I mean, I think I know where he’s going with this, but I need him to articulate it carefully. He could mean a lot of things. Like, this year is different because Theo and I aren’t super close. Or this year is different because I finally told Andrew how I feel about him. Or, for example, this year is different because I’ve traveled through time, and he has no idea.

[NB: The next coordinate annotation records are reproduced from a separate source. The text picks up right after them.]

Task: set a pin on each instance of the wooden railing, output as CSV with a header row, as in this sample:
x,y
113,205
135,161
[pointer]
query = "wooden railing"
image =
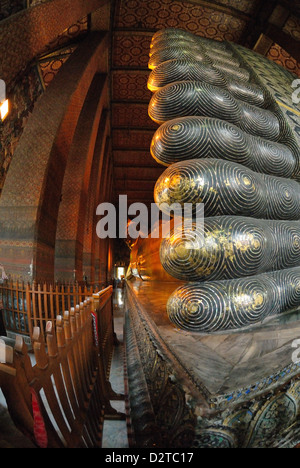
x,y
26,306
61,400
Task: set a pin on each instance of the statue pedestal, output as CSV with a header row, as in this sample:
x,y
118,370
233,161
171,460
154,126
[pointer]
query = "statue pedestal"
x,y
228,389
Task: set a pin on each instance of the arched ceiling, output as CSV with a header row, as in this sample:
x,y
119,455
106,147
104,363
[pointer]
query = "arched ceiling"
x,y
132,24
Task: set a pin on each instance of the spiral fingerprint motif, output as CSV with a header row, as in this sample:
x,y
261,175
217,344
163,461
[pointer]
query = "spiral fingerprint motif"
x,y
184,70
194,98
233,304
200,53
230,247
203,137
226,188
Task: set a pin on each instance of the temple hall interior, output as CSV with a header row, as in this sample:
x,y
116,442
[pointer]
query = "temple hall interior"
x,y
150,224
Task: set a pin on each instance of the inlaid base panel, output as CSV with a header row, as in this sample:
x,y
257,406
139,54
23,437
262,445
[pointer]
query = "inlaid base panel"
x,y
230,389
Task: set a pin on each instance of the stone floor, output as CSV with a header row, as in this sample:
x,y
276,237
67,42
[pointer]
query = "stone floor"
x,y
114,432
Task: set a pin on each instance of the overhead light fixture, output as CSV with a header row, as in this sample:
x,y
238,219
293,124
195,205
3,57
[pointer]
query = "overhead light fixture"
x,y
4,104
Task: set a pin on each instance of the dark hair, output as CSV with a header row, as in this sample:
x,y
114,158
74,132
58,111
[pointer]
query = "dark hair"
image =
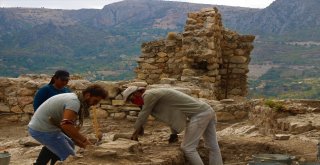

“Remember how I said I was at a party a couple months back,” he whispers, “and a friend of a friend was reading tarot cards?”

“Yeah.”

“I was teasing her about it, I guess, and she made me sit down. Put these cards in front of me and was like, ‘I’ll do your reading.’ What do I have to lose? She doesn’t know me. So I told her, ‘Sure.’ She looked down at the cards and said I could be happy being second at work. Told me I didn’t need a big life, didn’t need to set the world on fire. She’s right—I don’t. But then she told me I’d already met the love of my life, I just wasn’t listening.” He laughs. “And all I do is listen.”

There is a swarm of dragonflies inside me, colorful and bright and taking up too much space. It’s hard to breathe, because I feel this weight of all the things that he might mean by this.

“I still can’t believe I didn’t ever know,” he says, and turns his head down. “How you felt about me.”